Have you ever handed someone your nice camera and asked them to take a picture of you and someone else (or with a cool scene behind you) and there's a thought, "Oh what if they drop it?" And oh, I handed it to a girl one time and she dropped my camera. It smashed in part of it and almost broke it. Or watching a parent leave their baby or first child with a me as a baby-sitter - they are handing over the care of their most precious item to someone else. The look on their face, the hesitation at the door, going over simple things that I already know, and the continual saying goodbye to their child.
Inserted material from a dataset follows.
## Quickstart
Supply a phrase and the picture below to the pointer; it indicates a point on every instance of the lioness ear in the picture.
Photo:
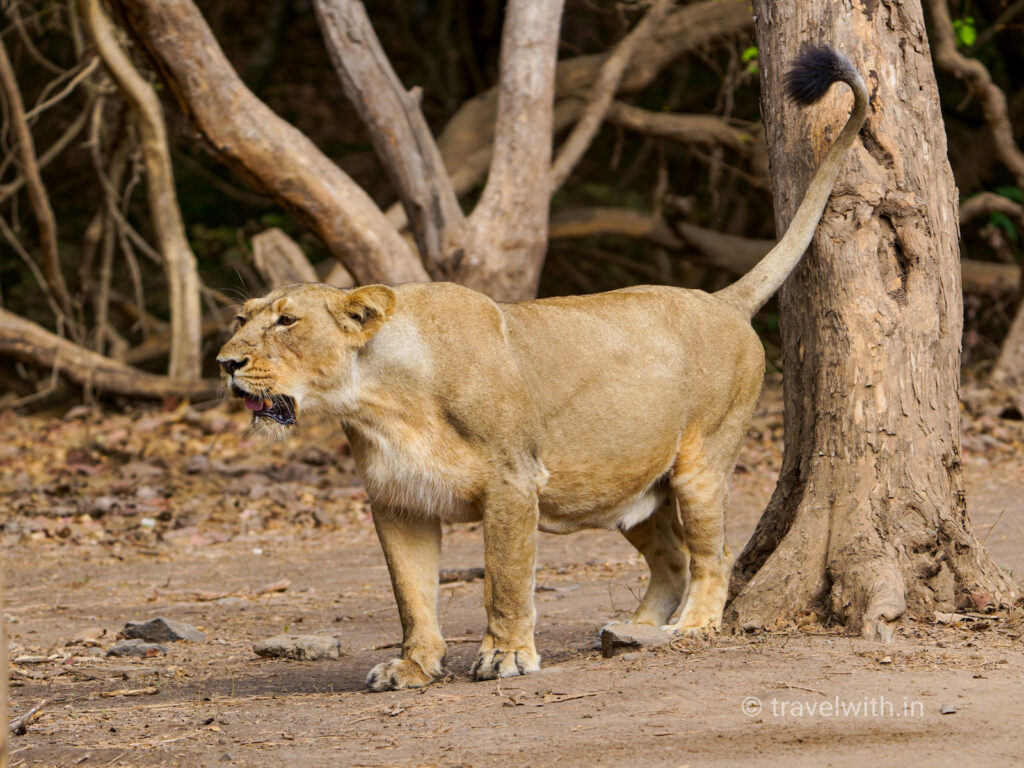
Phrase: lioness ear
(363, 310)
It's not always a fear that something might happen when they're gone, it's just the thought of being away from something so important to them, missing something so important to them, and trusting that that important thing is in good hands.
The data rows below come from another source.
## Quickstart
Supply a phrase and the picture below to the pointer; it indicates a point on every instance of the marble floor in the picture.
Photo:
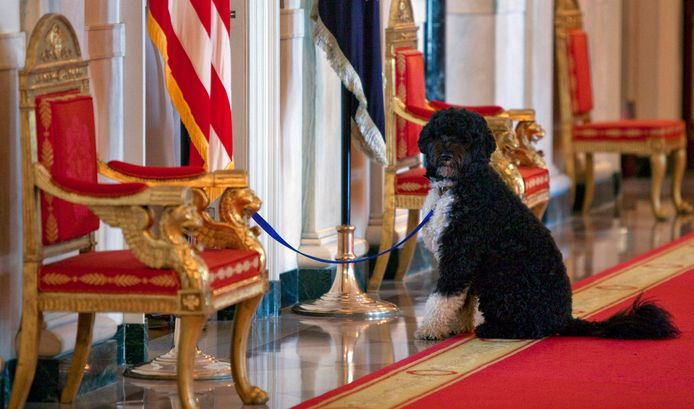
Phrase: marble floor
(295, 358)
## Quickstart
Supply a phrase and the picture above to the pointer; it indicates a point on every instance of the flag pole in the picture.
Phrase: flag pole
(345, 298)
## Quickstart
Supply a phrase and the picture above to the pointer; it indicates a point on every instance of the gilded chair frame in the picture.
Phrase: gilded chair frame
(514, 146)
(54, 64)
(568, 16)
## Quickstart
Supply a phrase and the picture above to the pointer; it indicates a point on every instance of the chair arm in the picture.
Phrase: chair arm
(156, 176)
(98, 194)
(402, 111)
(520, 114)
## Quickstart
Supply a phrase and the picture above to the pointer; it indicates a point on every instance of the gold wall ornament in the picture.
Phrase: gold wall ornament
(57, 48)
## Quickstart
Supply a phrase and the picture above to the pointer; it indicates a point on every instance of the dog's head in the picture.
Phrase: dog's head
(455, 141)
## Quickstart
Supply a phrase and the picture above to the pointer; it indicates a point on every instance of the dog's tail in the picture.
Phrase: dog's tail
(642, 320)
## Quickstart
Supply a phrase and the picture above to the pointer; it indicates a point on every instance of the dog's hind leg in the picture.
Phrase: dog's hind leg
(442, 316)
(467, 313)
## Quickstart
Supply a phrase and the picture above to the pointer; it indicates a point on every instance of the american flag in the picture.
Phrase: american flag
(193, 38)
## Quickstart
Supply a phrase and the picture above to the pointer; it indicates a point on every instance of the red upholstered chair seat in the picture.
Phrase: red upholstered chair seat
(535, 179)
(119, 272)
(627, 130)
(99, 189)
(412, 182)
(157, 172)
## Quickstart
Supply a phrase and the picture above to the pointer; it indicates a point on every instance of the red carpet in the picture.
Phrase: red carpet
(557, 372)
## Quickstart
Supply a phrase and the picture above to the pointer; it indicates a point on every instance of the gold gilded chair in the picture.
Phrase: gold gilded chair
(162, 272)
(654, 138)
(407, 110)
When you hand something over to God, it's in good hands. If something is broken, he can fix it. If it's giving up something important to you, He'll either give it back when it's time or He will give you something equally as important in place of that that is in His will. It is a heavy thought to think, "Well I just gotta let it go and not deal with it anymore, and if I think about it or feel sad about it then that means I didn't let go." It's more freeing to think, "I have confidence giving this to Him and although it will be hard, it's ok because He will do what's best" and that brings peace. That peace that surpasses understanding because it comes directly from God. It may not mean an immediate thing where you stop thinking about it, stop struggling with something, stop feeling something, stop hoping for something, but it's a process of letting God remind you that He is almighty, powerful, soverign, holy, perfect, and merciful. It's God saying, "Hey, it's ok to place it in my care. And it's ok if it's a process. LIFE is a process." It takes months for babies to learn how to walk, years to learn to talk, and 13 years to be finished with the regular amount of education needed as a child. It takes time to learn a new skill, be good at a new job, or be disciplined at something.
"You know what I long for, Lord;
you hear my every sigh."
-Psalm 38:9
"I pray that God, the source of hope, will fill you completely with joy and peace because you trust in him. Then you will overflow with confident hope through the power of the Holy Spirit."